Like Mark does elsewhere in his post, I would also acknowledge that most decisions I make are made without a subjective sense of God's leading. Rather, several good, non-sinful options are available, and I have to choose the one I deem best. I can pray that God will lead me. However, my subjective sense of God's leading can be wrong (I'm not yet perfected--my perception of how God is leading can be mistaken). But to pursue a non-sinful option is, by definition, not sin. This is liberating. God will unfold His sovereign will for my life through the decisions I make (does not mean I should sin so that grace may abound).

(HT: JT)

Comments

"Marni could have died in her sleep the night before we got married. Had that happened, I hope I would have eventually married someone else."

Although of course initially you would have been devastated ;)

Alex,

I think the post by Marni Chediak is on to something...

"after we’ve made our vows and tied the knot" we can, with certainty, say that "God willed for me to marry her." Because it happened."

I don't know, Alex. Even if God is sovereign, to say that if you successfully tie the knot with another believer (not a sin, 1 Cor 7:36-39), it's God's will "because it happened"? That just sounds a bit presumptuous to me. Why are you hand-picked for the fine estate of marriage, complete with "subjective leading" and others are not?

The idea that who you marry is who God chose for you comes a bit to close to putting His stamp of approval on your choices.
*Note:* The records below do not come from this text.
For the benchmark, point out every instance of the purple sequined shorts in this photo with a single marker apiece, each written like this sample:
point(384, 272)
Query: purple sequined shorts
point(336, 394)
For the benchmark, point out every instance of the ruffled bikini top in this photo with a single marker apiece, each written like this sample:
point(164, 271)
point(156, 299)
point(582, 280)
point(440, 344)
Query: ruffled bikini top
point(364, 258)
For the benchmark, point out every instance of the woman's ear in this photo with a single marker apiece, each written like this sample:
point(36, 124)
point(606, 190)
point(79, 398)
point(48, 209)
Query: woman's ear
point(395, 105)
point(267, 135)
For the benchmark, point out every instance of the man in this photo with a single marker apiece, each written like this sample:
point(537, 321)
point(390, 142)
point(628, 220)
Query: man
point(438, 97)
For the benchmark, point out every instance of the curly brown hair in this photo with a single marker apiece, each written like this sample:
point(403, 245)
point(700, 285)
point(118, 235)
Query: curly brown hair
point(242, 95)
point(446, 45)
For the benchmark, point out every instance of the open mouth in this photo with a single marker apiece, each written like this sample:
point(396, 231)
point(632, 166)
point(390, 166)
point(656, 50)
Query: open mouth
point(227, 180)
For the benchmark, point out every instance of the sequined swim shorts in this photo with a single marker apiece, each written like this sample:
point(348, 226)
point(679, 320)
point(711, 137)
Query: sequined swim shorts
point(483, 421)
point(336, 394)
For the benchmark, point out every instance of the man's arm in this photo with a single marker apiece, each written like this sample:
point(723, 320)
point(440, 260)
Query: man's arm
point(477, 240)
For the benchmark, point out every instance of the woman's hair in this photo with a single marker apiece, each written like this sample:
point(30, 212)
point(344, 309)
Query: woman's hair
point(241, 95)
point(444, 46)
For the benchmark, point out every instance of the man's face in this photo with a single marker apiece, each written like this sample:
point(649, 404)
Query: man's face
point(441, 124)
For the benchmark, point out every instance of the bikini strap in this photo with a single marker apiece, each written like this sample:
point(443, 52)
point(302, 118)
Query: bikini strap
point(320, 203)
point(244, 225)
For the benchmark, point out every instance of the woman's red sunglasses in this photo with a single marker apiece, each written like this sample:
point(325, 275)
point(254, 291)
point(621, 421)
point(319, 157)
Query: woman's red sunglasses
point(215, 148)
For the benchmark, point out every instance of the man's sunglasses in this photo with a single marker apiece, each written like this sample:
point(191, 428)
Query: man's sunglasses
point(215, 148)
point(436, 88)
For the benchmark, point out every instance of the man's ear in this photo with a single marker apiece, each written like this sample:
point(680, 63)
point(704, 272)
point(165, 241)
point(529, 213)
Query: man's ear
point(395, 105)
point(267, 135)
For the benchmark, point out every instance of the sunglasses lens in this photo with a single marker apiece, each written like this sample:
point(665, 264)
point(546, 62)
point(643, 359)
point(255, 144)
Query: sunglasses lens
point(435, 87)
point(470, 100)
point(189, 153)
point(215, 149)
We're all sinners, so no marital choice (or most choices, for that matter) comes close to a divine ideal, so we're left wondering why God would so fervently match so many barely workable couples (yes, I'm refering also to Christians, here, since our divorce rates are comparable to secular rates). It seems more that we're a bunch of fallen human beings trying to make the best with what we have to choose from.

I think this applies to other choices as well. Life is full of unsavory dilemmas, whereby one option seems no more godly than the next. How God works with it all is a mystery (Romans 11:33-36). We cannot assume that becaues something happens, God is pleased about it, or thinks it's a good thing (even if it is permissible, and not a sin).

And btw- very few people have the luxury of finding someone "so attractive" (physically, spiritually, etc) that "life without them is unimaginable".

If we assume that if a marriage happens, it's "God's will", then we must deduce that God prefers to reward the attractive and unblemished with marriage more than others. No doubt about it, who married and who doesn't is largely a human affair.

We don't know God's intentions. Perhaps He allows us free will so that we will be living a world of His design where the natural consequences of what we choose will matter to us, whereas, what do they matter, if He's got it all mapped out?

But when people talk in terms of "if it happens, it's God's will", it kind of sounds as if they're assuming that God has some special missional purpose for that marriage (even though the new testament never speaks of marriages in this way).

The Bible says that we do not sin if we marry, and speaks to the advantages of choosing either singleness and marriage. We should just leave it at that.